4 RNN as a Gating Network

We use the term gating network to denote a neural network that performs gating. We utilize recurrent neural networks (RNNs) for training gating networks since track proposals constitute sequential data whose data size is not fixed. In this work, we adopt Long Short-Term Memory (LSTM) as a recurrent layer due to its success in modeling long sequences on various tasks [17].

We formulate the problem of gating as a sequence labeling problem. The gating network takes track proposals as inputs and performs gating by generating a binary output for every detection in the track proposal. In this section, we describe network inputs and outputs and its utilization within the MHT framework. More details about the network architecture can be found in Sect. 4.2.

Input. Track proposals contain both motion and appearance information. We use the bounding box coordinates (xywh) over time as motion inputs to the network. The coordinates are normalized with respect to the frame resolution \((\frac{x}{\text {image width}}, \frac{y}{\text {image height}}, \frac{w}{\text {image width}}, \frac{h}{\text {image height}})\) to make the range of the input values fixed regardless of the frame resolution. We also calculate sample mean and standard deviation from track proposals (see Sect. 5 for more details on how to generate track proposals from multi-object tracking datasets) and perform another normalization in order to make the input data zero-centered and normalized across different dimensions.

We use object images cropped to detection bounding boxes as appearance inputs to the network. RGB cropped images are first converted to convolutional features by Convolutional Neural Networks (CNN) before the gating networks process them. We use the ImageNet pretrained ResNet-50 [19] as our CNN.

Output. Given a current detection, the network makes a binary decision about whether or not it belongs to the proposal based on its compatibility with the appearance and motion of the other detections assigned to the proposal. Thus, the gating networks solve a binary classification task using cross-entropy loss. Note that we have multiple binary labels for each track sequence since gating is done on every frame.
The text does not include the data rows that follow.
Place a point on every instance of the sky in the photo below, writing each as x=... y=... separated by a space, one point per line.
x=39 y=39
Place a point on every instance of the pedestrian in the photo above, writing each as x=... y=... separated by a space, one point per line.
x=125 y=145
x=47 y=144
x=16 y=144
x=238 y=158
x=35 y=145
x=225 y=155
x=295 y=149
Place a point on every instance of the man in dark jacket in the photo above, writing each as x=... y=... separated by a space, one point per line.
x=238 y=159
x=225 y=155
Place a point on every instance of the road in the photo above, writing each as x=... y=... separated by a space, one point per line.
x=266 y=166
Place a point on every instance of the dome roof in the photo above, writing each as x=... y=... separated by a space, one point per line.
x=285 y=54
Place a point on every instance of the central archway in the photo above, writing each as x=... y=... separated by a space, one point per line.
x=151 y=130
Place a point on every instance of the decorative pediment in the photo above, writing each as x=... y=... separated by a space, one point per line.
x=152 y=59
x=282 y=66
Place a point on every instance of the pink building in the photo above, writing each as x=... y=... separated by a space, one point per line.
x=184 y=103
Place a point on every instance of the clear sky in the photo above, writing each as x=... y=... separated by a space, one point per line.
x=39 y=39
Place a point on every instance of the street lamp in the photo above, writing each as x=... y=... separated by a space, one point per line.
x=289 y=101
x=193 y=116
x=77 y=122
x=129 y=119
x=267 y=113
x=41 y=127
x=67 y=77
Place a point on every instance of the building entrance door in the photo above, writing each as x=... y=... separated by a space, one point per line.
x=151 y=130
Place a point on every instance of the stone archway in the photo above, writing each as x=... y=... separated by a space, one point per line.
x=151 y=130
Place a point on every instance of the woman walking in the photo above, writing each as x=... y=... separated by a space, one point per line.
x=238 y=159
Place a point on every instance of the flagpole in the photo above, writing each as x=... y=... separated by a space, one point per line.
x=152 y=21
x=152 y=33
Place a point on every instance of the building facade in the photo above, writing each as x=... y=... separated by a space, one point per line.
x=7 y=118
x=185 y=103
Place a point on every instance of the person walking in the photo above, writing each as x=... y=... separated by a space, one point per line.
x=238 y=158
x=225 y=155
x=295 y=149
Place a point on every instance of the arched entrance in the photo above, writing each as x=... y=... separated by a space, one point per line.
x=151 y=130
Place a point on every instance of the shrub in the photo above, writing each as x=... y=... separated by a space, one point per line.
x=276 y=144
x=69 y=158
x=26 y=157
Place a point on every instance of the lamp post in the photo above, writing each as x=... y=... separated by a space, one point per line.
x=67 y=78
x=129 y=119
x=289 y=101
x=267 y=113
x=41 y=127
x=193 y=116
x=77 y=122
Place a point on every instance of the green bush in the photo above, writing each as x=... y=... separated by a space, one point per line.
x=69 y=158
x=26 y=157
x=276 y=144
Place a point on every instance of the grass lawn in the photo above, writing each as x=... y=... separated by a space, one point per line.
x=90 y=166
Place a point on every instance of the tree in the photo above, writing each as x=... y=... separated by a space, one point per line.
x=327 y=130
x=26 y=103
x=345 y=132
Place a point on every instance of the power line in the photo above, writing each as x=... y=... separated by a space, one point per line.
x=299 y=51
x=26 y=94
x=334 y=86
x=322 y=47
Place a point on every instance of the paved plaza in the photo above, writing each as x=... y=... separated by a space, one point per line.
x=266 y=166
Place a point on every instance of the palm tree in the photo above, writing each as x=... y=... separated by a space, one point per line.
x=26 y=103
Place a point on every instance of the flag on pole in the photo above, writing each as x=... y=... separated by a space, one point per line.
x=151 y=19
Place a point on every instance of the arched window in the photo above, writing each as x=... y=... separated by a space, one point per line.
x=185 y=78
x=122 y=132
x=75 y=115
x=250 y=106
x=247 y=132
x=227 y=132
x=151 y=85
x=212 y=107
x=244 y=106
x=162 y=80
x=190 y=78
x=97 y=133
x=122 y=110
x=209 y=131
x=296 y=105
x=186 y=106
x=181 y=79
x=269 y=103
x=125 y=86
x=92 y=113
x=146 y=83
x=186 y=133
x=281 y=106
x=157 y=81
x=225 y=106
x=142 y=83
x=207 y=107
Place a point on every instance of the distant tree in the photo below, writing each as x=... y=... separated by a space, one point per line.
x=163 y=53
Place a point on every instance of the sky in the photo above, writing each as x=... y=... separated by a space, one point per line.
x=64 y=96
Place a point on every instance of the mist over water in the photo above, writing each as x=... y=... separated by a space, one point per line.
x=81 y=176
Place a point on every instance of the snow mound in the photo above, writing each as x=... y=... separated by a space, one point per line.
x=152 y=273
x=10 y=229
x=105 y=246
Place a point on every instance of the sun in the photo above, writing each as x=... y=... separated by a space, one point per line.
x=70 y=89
Track Scorer in MHT. We use the softmax probability p of the positive output (i.e. current detection belongs to the same object in the proposal) for calculating the score increment \(\varDelta S(T_l(t))\) as shown in Eq. (4). A higher score increment implies a higher matching quality between the track proposal \(T_l(t-1)\) and the detection \(d^l_t\).

$$\begin{aligned} \varDelta S(T_l(t)) = p(d^l_t \in T_l(t-1) | T_l(t-1)) \end{aligned}$$
(4)

This is a simple aggregation scheme that combines the per-frame predictions from the gating network in order to score tracks. Our assumption is that proposals that generate higher per-frame matching scores are more likely to be correct than proposals with lower per-frame matching scores. New track proposals with score increment below a threshold are pruned instantly by gating. In MHT, every track proposal in the track trees has a unique detection sequence, which is represented as a unique LSTM memory state in the gating network. The memory state for surviving proposals is stored for further gating and scoring in the next frame. The weights of the gating network are shared across all track proposals.

Fig. 1.
figure 1

Motion gating network and appearance gating network are trained separately before training the full model. We evaluate multiple network architectures for each module. (a) The Bilinear LSTM network with a multiplicative relationship between the memory and the input CNN features. The LSTM memory is reshaped into a matrix and multiplied with the input appearance feature vector; (b) Input appearance is concatenated with the LSTM memory output before a fully-connected layer; (c) A conventional LSTM architecture.

4.1 Bilinear LSTM

Our experience suggests that conventional LSTMs are far more effective at modeling motion than appearance. This led us to ask, “what information about object appearance is being stored in the internal memory of a standard LSTM, and what would be an ideal memory representation for this task?”.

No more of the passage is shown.